Vendredi dernier, ils n’avaient pas encore cette information. Le journaliste et/ou le pupitreur et /ou le titreur ont appliqué la théorie de la demande. Il y a de la demande pour cette info, donc nous allons l’offrir, même si nous n’avons pas les faits pour justifier l’importance qu’on lui donne.

Des leçons

La morale de cette histoire ? Ni le PQ, ni le PLQ ni quelque autre parti que ce soit ne doit se sentir visé ou persécuté par cette dynamique. L’absence de cohésion à l’intérieur d’un parti est aux journalistes politiques ce qu’est le pauvre monde à la misère.  Si elle existe, ils vont la couvrir. Si elle existe moins qu’ils ne croient qu’elle devrait exister, ils vont la couvrir tout autant.

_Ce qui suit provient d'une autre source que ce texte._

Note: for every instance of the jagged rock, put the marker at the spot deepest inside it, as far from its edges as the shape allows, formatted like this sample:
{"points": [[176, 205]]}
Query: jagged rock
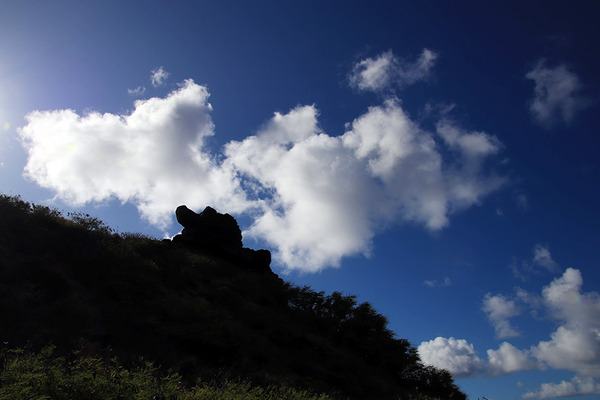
{"points": [[218, 233], [209, 229]]}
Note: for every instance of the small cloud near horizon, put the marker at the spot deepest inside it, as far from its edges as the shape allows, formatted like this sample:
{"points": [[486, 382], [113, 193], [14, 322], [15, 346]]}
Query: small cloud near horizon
{"points": [[574, 345]]}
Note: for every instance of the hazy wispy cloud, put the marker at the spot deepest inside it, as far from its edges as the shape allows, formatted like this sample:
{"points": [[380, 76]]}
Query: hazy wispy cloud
{"points": [[541, 257], [138, 91], [557, 94], [499, 310], [574, 345], [312, 196], [435, 283], [158, 76], [386, 71]]}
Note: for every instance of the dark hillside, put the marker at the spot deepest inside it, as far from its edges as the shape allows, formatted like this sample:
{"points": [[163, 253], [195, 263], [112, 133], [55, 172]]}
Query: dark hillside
{"points": [[210, 311]]}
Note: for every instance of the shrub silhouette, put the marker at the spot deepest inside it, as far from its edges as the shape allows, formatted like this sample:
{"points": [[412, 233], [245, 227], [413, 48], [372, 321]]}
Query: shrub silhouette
{"points": [[72, 281]]}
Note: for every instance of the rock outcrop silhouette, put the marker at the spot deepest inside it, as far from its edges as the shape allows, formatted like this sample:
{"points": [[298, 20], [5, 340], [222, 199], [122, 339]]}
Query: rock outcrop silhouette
{"points": [[219, 234]]}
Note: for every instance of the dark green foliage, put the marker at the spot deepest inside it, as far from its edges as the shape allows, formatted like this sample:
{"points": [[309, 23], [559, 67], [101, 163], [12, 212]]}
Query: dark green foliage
{"points": [[72, 280], [25, 375]]}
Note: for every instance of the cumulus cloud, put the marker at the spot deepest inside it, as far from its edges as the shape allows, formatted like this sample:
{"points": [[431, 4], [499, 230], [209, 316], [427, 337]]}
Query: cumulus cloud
{"points": [[500, 310], [556, 94], [153, 157], [313, 197], [158, 76], [387, 71], [574, 345], [457, 356]]}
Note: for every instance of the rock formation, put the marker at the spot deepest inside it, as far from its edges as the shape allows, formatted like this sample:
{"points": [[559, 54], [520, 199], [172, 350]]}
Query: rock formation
{"points": [[219, 234]]}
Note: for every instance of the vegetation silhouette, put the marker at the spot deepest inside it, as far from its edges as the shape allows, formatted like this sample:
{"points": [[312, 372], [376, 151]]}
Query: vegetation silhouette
{"points": [[73, 282]]}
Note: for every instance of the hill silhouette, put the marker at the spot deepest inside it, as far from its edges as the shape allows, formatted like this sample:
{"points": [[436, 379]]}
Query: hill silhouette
{"points": [[200, 308]]}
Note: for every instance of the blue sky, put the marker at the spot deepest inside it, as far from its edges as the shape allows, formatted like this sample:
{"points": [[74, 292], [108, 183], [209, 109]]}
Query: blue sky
{"points": [[437, 160]]}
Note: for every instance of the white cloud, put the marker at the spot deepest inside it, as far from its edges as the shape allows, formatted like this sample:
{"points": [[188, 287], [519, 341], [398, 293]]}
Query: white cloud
{"points": [[138, 91], [543, 258], [454, 355], [158, 76], [575, 387], [386, 71], [574, 345], [315, 198], [153, 157], [500, 310], [556, 94]]}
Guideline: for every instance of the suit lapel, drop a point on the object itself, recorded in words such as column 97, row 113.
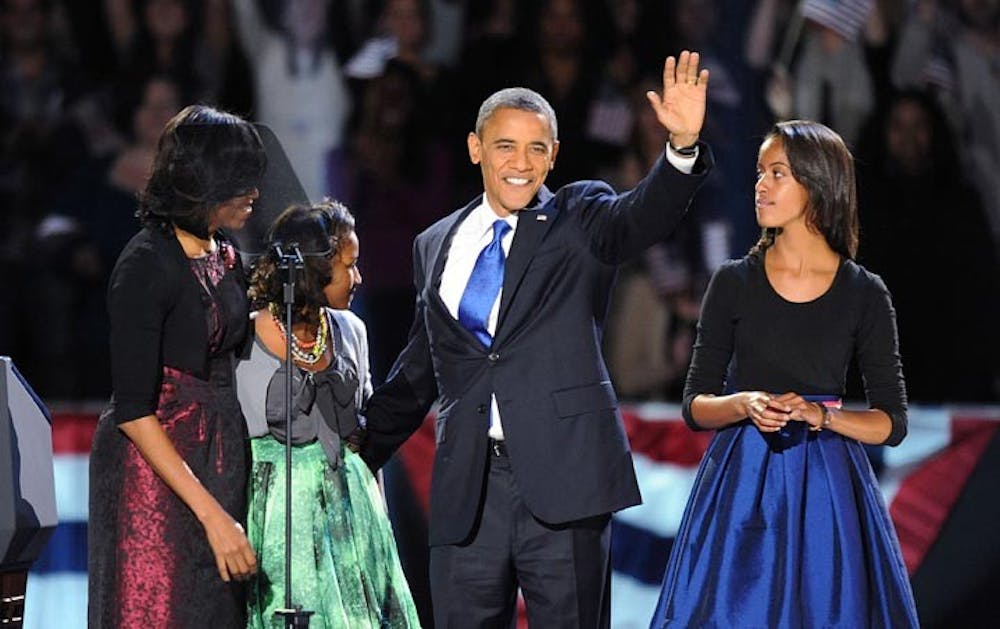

Cela fait partie de l’environnement dans lequel les partis évoluent. Il faut s’y faire, c’est tout.

Et mon titre ?

En terminant, il est vrai que j’ai intitulé ce billet « La grogne s’installe chez les journalistes ». Je l’ai mis en une. Puis-je le prouver ? Non. Mais j’ai écrit une lettre à ce sujet, que je n’ai pas encore signée. Mais je pourrais. Et, à voir comment des non-nouvelles volent l’espace de une que d’autres journalistes convoitent pour leurs vraies nouvelles, je ne serais pas surpris d’en trouver qui grognent…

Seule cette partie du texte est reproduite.